Voltei a enfiar-me dentro dos lençóis que me cobriram e aconchegaram para bem longe do mundo cinzento que estava lá fora. Pelo menos foi o que senti naquele momento. Parecia querer esconder-me de alguém, de alguma coisa, ou talvez esconder-me de mim, do espelho que teimava em demonstrar uma figura desconcertante que reflectia bem o humor com que estava naquela manhã.

Toca o telefone. Não me levantei para atender. No entanto senti um nó no estômago em não ter atendido, um sentimento de culpa, um mau estar como se tivesse que justificar um acto como este. Dei mais voltas na cama, embora até ali estivesse a sentir-me impaciente, nada me acalmava neste estado. Nem o facto de o silencio me ter invadido, a paz que sentia não era verdadeira, apenas se tratava de solidão, algo triste, algo que me fez por instantes encher os olhos de lágrimas ao recordar o porque daquele estado. Estava a tentar esquecer, mas ali, os pensamentos iam sempre ao encontro de algo amargo, algo que flutuava em todas as divisões daquela casa.

Tinha de fugir dali, o quanto antes. Com muito custo, resolvi meter-me apresentável ao mundo que se encontrava do lado de lá daquelas paredes. Almoçar fora iria saber-me bem, e ao espreitar pela janela, pareceu-me bastante melhor, o céu já não estava completamente coberto de nuvens ameaçadoras, já se apresentavam rasgos de azul no céu. O dia estava bastante mais claro e mais convidativo para uma saída de casa. Depois de demorar o tempo necessário para tomar um banho rápido, meter um pouco de maquilhagem e vestir algo confortável adequado ao tempo que estava lá fora, olhei para o espelho, assim sim, parecia outra pessoa. Alguém bem melhor do que há uns minutos atrás. Senti-me bem mais satisfeita.

Dirigi-me a um restaurante simpático à entrada da cidade que sabia que estava aberto ao domingo, e que apesar da cidade não ter grande movimento naquela dia, conseguiam tirar proveito do facto de a maioria dos restaurantes e cafés da zona estarem fechados, estando sempre quase lotados, mas como cheguei cedo ainda tive possibilidade de escolher uma mesa bem posicionada perto da janela, mesmo ao canto daquela sala, onde se estendiam varias mesas com toalhas brancas de puro linho e uma pequena jarra no centro de cada uma delas. Ao fundo, estendia-se um vasto balcão, com varias bandejas bem distribuídas com pequenos pratos de aperitivos, um enorme arranjo de flores coloridas enchiam o balcão de cor, ao lado dispunham-se guardanapos, galheteiros e garrafas de vinho de todas as regiões.
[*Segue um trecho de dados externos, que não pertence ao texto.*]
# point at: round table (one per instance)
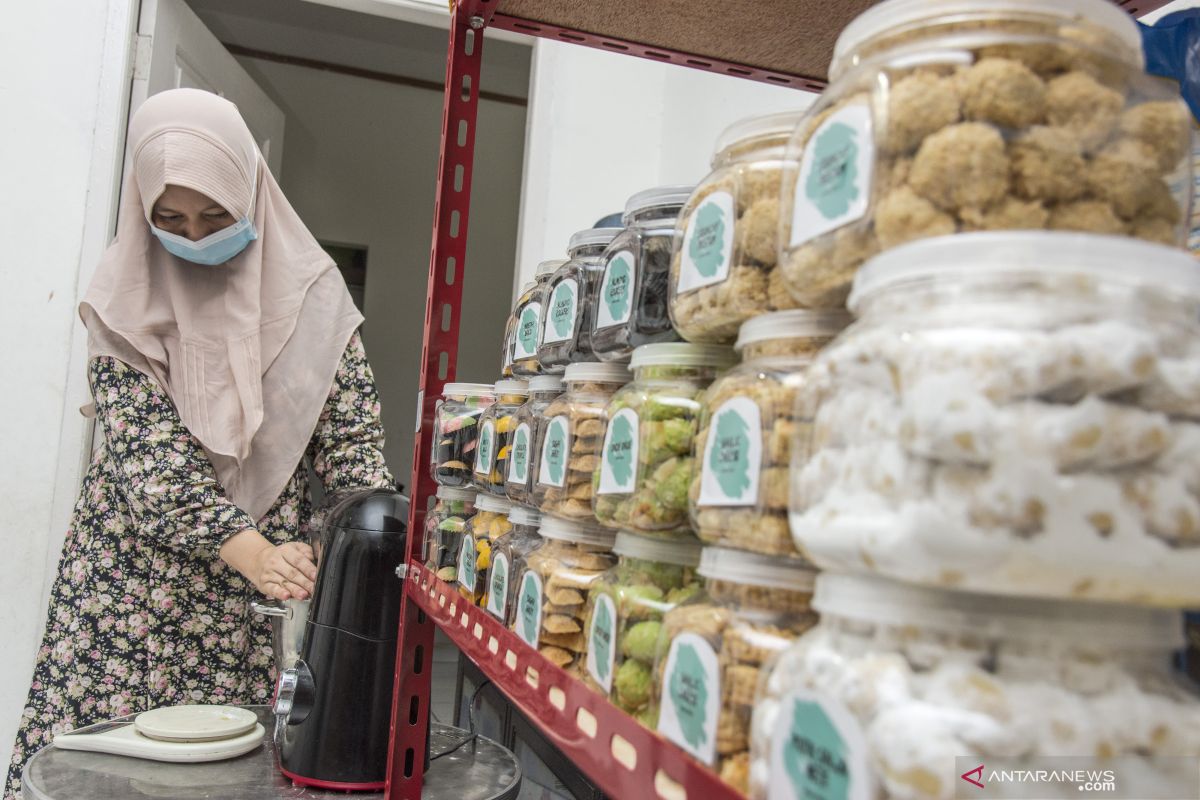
(483, 770)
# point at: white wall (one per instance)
(64, 67)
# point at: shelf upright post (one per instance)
(439, 352)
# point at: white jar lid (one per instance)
(468, 390)
(571, 530)
(907, 13)
(522, 515)
(493, 504)
(660, 551)
(682, 354)
(601, 372)
(546, 384)
(877, 600)
(791, 324)
(751, 569)
(1029, 253)
(592, 236)
(511, 386)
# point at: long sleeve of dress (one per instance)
(347, 445)
(168, 479)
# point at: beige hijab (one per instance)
(246, 350)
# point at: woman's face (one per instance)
(186, 212)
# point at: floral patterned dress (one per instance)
(143, 612)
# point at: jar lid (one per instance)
(546, 384)
(522, 515)
(592, 236)
(493, 504)
(468, 390)
(511, 386)
(660, 196)
(1025, 254)
(682, 354)
(582, 533)
(907, 13)
(753, 569)
(779, 125)
(791, 324)
(601, 372)
(663, 551)
(454, 493)
(871, 599)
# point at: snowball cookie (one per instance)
(1005, 92)
(964, 164)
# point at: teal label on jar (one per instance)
(519, 462)
(732, 461)
(564, 301)
(616, 290)
(833, 187)
(819, 752)
(618, 459)
(525, 343)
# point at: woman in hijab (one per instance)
(223, 359)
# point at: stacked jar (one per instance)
(570, 439)
(496, 432)
(646, 467)
(630, 307)
(567, 301)
(724, 266)
(747, 426)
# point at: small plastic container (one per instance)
(444, 528)
(551, 608)
(527, 320)
(567, 299)
(739, 494)
(491, 522)
(898, 681)
(723, 270)
(630, 307)
(496, 429)
(456, 432)
(528, 420)
(570, 439)
(625, 617)
(508, 554)
(647, 465)
(985, 115)
(713, 647)
(1012, 413)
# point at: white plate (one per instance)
(195, 722)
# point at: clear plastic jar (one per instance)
(551, 606)
(713, 647)
(1013, 413)
(496, 429)
(996, 116)
(527, 320)
(456, 432)
(723, 271)
(444, 528)
(646, 467)
(625, 611)
(630, 307)
(508, 553)
(570, 439)
(738, 497)
(491, 522)
(898, 681)
(567, 324)
(527, 428)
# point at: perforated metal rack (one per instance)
(781, 42)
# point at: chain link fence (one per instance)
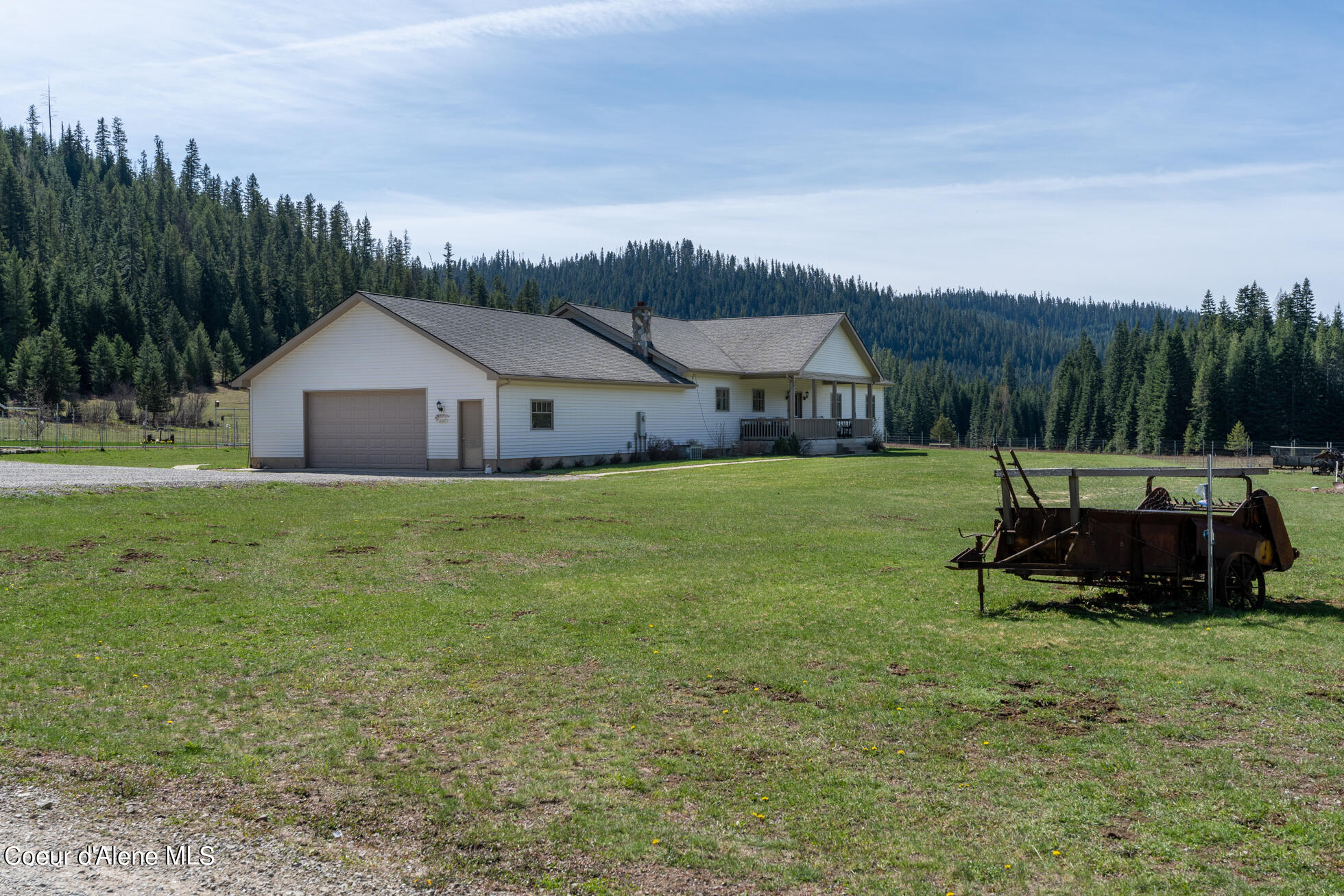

Todo o tecto estava forrado em madeira com pequenos candeeiros espalhados uniformemente dando a divisão um ar e acolhedor e simpático. As paredes num tom amarelado ajudavam ao conforto que se fazia respirar ali, não parecendo ate um restaurante muito comum, devido a atenção que se tinha criado com simples pormenores. Um rapaz circulava com agilidade naquela sala com um sorriso quase encantador, envergando uma farda impecavelmente bem engomada dando-lhe um ar extremamente profissional e cuidado. Tudo parecia ter sido pensado com extremo cuidado e nada tinha sido deixado ao acaso. Já lá tinha estado uma ou outra vez e tinha gostado.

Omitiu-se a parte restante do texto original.